Questi anni li ho passati cercando lavoro, perché a 27 anni non si può essere più studenti a vita, perché vorresti evolvere e progettare. Dopo un anno di servizio civile a 433,17 euro al mese, i lavori sono stati i più vari, pagati miseramente e dopo tempi lunghissimi in genere con formule contrattuali non proprio limpide e continuative. Oggi sono costretta ad aprire la partita iva, ad entrare secondo la mente bacata dei banchieri che ci controllano, nell’impresa individuale. In realtà sono una donna e fare un contratto costa troppo. Così sono precaria, ogni giorno  mi formo, mi ingegno nel migliorare, ma i risultati tardano ad arrivare. Intanto però le bollette e i costi della vita sono puntuali.
I mesi passano tra settimane del tutto improduttive e frustranti e settimane cariche di impegni che 48 ore al giorno non basterebbero.
E’ doloroso dover ribadire cose che speravo superate. E’ doloroso dover ancora gridare all’eguaglianza tra uomo e donna, quando speravo nella mia liberazione.
Ed è doloroso sentirsi in colpa o nostalgica nel pensare al dover rivendicare i propri diritti.
Si perché la verità è che ci hanno tanto assillato e tanto immiserito che la forza per rivendicare, pretendere e prendere ciò che è nostro si è affievolita.
E così stiamo qui tra un cambio di stato di facebook o un tweet a lamentarci delle battute di un vecchio banchiere o di un giovane raccomandato.
Tempo fa ragionavo  di futuro con mia nonna, donna di 83 anni e molto saggia, mentre mi lamentavo della mia condizione, dell’impossibilità di prendere una casa in affitto o di fare una qualsiasi altra cosa, lei mi disse: “ nella vita ci vuole coraggio, noi facevamo i figli sotto le bombe, la nostra precarietà era questione di ore”.
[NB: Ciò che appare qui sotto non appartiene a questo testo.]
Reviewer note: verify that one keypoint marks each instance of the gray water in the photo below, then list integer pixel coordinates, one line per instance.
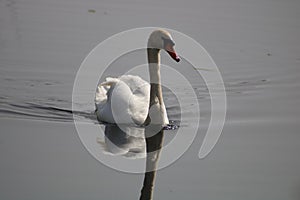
(256, 46)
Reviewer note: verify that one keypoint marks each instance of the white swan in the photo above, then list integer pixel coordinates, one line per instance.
(130, 99)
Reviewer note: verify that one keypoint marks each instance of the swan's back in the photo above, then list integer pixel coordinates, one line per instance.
(123, 100)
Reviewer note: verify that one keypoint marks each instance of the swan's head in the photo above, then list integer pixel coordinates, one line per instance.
(161, 39)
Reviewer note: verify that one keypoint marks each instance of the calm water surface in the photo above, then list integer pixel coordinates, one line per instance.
(256, 47)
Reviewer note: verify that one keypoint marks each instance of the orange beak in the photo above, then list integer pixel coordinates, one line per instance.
(170, 49)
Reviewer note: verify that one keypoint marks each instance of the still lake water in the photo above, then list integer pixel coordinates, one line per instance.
(256, 47)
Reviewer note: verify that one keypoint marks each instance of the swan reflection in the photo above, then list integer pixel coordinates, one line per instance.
(136, 142)
(127, 141)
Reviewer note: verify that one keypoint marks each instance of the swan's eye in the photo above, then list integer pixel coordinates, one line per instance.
(167, 41)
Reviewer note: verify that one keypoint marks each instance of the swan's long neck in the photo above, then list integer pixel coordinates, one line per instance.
(155, 81)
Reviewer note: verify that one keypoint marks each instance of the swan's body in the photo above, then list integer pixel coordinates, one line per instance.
(130, 99)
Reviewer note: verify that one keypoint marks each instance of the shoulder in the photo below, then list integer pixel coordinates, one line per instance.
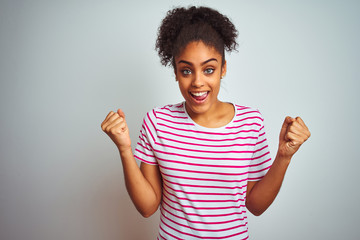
(167, 111)
(247, 114)
(170, 110)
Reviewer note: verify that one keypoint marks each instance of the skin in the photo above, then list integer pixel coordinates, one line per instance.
(198, 69)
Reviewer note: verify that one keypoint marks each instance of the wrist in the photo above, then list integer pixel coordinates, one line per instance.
(281, 158)
(124, 149)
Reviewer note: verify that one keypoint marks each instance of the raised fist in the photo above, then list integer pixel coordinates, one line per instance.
(116, 128)
(293, 134)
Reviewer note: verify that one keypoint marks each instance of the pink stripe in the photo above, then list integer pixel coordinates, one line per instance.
(144, 147)
(173, 116)
(243, 119)
(206, 139)
(211, 133)
(208, 201)
(212, 146)
(165, 108)
(203, 165)
(204, 151)
(192, 235)
(243, 113)
(246, 124)
(198, 157)
(148, 129)
(215, 173)
(204, 179)
(204, 186)
(203, 193)
(181, 123)
(200, 229)
(202, 215)
(261, 141)
(268, 152)
(143, 160)
(222, 222)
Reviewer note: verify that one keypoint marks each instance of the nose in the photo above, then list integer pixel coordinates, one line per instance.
(197, 80)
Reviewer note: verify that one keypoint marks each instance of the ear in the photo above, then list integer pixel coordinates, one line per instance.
(175, 72)
(223, 70)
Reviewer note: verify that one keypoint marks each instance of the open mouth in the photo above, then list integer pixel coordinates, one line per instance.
(199, 96)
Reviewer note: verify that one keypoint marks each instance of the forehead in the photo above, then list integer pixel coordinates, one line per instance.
(198, 52)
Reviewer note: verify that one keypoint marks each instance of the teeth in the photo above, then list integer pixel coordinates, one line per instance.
(198, 94)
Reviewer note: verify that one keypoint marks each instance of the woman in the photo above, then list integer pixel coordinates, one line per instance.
(204, 161)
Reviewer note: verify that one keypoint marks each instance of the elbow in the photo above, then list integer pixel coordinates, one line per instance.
(146, 213)
(255, 210)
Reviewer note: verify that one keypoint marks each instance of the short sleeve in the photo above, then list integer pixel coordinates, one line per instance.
(261, 160)
(144, 147)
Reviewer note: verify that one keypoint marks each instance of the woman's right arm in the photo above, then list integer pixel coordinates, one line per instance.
(143, 184)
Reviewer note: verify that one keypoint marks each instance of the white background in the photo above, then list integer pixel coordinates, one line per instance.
(65, 64)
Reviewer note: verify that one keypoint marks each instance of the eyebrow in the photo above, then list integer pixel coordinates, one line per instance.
(189, 63)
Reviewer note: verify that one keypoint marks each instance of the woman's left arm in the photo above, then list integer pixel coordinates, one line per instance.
(262, 193)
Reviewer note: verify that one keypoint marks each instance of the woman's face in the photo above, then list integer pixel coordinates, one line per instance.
(198, 70)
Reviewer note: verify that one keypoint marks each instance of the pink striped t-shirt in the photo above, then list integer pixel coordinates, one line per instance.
(204, 170)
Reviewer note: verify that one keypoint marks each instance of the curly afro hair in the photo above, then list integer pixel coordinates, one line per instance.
(182, 26)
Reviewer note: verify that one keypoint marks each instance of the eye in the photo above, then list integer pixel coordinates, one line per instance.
(209, 71)
(186, 72)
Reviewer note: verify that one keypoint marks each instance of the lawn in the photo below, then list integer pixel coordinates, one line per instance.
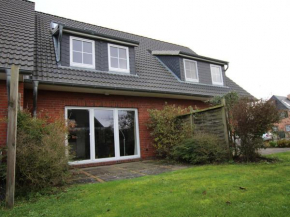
(216, 190)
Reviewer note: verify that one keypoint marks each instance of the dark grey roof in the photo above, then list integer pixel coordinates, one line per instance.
(25, 33)
(17, 33)
(151, 74)
(284, 101)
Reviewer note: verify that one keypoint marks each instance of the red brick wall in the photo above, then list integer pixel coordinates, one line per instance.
(53, 103)
(4, 109)
(282, 124)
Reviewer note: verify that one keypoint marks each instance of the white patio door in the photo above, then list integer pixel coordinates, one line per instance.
(103, 134)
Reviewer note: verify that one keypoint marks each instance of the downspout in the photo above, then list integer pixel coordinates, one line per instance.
(57, 42)
(35, 93)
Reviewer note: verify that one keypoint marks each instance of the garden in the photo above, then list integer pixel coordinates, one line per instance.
(229, 178)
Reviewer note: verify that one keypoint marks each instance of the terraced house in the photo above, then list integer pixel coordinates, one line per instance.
(102, 79)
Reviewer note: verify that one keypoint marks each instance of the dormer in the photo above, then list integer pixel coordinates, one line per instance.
(89, 50)
(193, 68)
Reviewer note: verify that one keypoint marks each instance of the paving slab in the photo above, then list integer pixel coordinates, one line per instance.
(123, 171)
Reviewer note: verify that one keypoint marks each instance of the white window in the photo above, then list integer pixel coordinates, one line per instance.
(102, 134)
(190, 68)
(118, 58)
(216, 75)
(82, 52)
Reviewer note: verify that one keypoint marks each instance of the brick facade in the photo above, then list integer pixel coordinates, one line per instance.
(4, 109)
(282, 125)
(53, 103)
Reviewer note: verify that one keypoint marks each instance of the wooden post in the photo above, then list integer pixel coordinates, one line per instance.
(11, 136)
(191, 120)
(226, 132)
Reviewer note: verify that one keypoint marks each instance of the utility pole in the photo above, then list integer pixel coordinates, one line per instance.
(11, 136)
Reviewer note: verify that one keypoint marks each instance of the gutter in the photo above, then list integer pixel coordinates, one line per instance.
(117, 88)
(98, 36)
(189, 56)
(58, 27)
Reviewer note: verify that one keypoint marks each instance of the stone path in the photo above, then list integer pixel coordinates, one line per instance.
(122, 171)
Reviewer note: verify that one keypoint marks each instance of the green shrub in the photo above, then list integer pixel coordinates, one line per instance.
(273, 144)
(281, 134)
(167, 130)
(41, 155)
(201, 149)
(283, 143)
(251, 119)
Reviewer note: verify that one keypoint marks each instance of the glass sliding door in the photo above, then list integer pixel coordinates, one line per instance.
(104, 133)
(127, 133)
(79, 133)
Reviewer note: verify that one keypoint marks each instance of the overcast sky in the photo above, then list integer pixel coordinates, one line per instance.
(254, 36)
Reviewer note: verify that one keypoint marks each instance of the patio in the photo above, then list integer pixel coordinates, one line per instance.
(123, 171)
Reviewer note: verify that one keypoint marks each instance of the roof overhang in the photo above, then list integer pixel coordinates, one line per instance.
(189, 56)
(108, 91)
(92, 34)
Cara nonna hai ragione, e ci ho pensato tanto, forse se la mia precarietà fosse questione di ore avrei coraggio e progetterei tutto nonostante le bombe. Ma la mia precarietà prevede bombe intelligenti che esplodono solo dopo lunghi periodi e non sei mai sicura se contengono proiettili o fiori e così attendi incerta sul da farsi.